Sometimes a simple physical impact may not be enough to trigger the solidification process. A tiny amount of CH3COONa · 3H2O, such as on the end of a splint, acts as a nuclei crystal and helps to start the avalanche-like process of solidification.
What is a supersaturated solution?
Imagine yourself standing in the middle of a very busy and crowded shopping area at noon. There are many people rushing around trying to get their shopping done during their lunch break, others are trying to grab a bite to eat, still, others hope to get a haircut or have their nails done, while others need to visit a doctor or dentist. Under these circumstances, it’s likely you’ll be jostled, bumped, little space. You might very well feel that it would be best to leave
Using this analogy, imagine that this is how the particles in a supersaturated solution “feel”. All the particles are constantly being jostled and are vying for space. They “understand” that there isn’t enough room for them in the solution, and that at least some of them should leave. Although they “understand” that it would be best for some of them to leave, they might need a little nudge of encouragement to leave the solution (with a splint, for example, as in this experiment). The little nudge is the “trigger” which starts the crystallization process.

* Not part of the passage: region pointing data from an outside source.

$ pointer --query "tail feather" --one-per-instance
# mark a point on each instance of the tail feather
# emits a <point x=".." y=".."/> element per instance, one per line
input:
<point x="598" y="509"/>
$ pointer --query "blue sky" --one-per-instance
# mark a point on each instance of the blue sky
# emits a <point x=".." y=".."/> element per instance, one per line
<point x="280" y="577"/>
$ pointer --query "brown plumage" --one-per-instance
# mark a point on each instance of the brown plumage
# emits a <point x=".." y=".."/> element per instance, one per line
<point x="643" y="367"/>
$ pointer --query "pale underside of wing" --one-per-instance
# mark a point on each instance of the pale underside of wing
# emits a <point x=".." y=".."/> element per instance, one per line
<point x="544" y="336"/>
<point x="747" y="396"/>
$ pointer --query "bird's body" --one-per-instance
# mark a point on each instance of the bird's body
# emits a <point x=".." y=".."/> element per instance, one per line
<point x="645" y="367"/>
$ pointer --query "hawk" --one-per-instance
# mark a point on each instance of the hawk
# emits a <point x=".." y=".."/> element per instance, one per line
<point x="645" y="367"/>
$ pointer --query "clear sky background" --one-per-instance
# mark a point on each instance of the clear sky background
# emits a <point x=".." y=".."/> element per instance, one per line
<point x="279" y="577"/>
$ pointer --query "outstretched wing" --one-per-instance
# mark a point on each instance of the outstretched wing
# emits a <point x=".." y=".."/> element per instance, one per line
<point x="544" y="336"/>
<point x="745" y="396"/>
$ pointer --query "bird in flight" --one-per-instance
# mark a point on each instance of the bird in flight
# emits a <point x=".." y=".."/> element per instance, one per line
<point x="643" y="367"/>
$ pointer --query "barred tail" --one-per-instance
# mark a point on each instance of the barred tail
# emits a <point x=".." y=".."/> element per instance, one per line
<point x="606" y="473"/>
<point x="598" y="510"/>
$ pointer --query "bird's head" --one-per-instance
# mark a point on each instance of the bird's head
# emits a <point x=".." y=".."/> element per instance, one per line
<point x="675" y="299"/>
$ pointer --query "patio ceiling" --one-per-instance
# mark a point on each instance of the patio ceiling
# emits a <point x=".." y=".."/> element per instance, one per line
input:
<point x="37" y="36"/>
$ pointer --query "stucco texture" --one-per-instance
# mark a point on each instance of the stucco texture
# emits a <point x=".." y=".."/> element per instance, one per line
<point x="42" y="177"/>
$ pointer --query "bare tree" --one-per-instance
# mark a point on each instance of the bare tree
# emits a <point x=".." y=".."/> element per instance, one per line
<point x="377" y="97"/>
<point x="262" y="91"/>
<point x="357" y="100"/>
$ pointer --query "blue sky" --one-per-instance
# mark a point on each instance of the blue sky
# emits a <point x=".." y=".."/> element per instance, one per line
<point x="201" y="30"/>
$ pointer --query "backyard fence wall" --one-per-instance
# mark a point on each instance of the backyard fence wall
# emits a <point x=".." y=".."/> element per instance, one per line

Let us take a closer look at the difference between a saturated and supersaturated solution. A saturated solution is one in which no more solute can be dissolved in a solvent at a given temperature. A supersaturated solution contains more solute than that of a saturated solution at the same given temperature. How is this possible? Typically, when the temperature of a solution is increased, more particles can be dissolved, thus increasing the amount of solute. This is followed by a period of cooling down to the initial temperature. The solution now has more solute than if had not been heated. As you can imagine it is very crowded in this supersaturated solution and particles are quite happy to leave if they have the opportunity. Thus, if presented with a trigger (such as the splint) some particles will leave the solution and form a precipitate.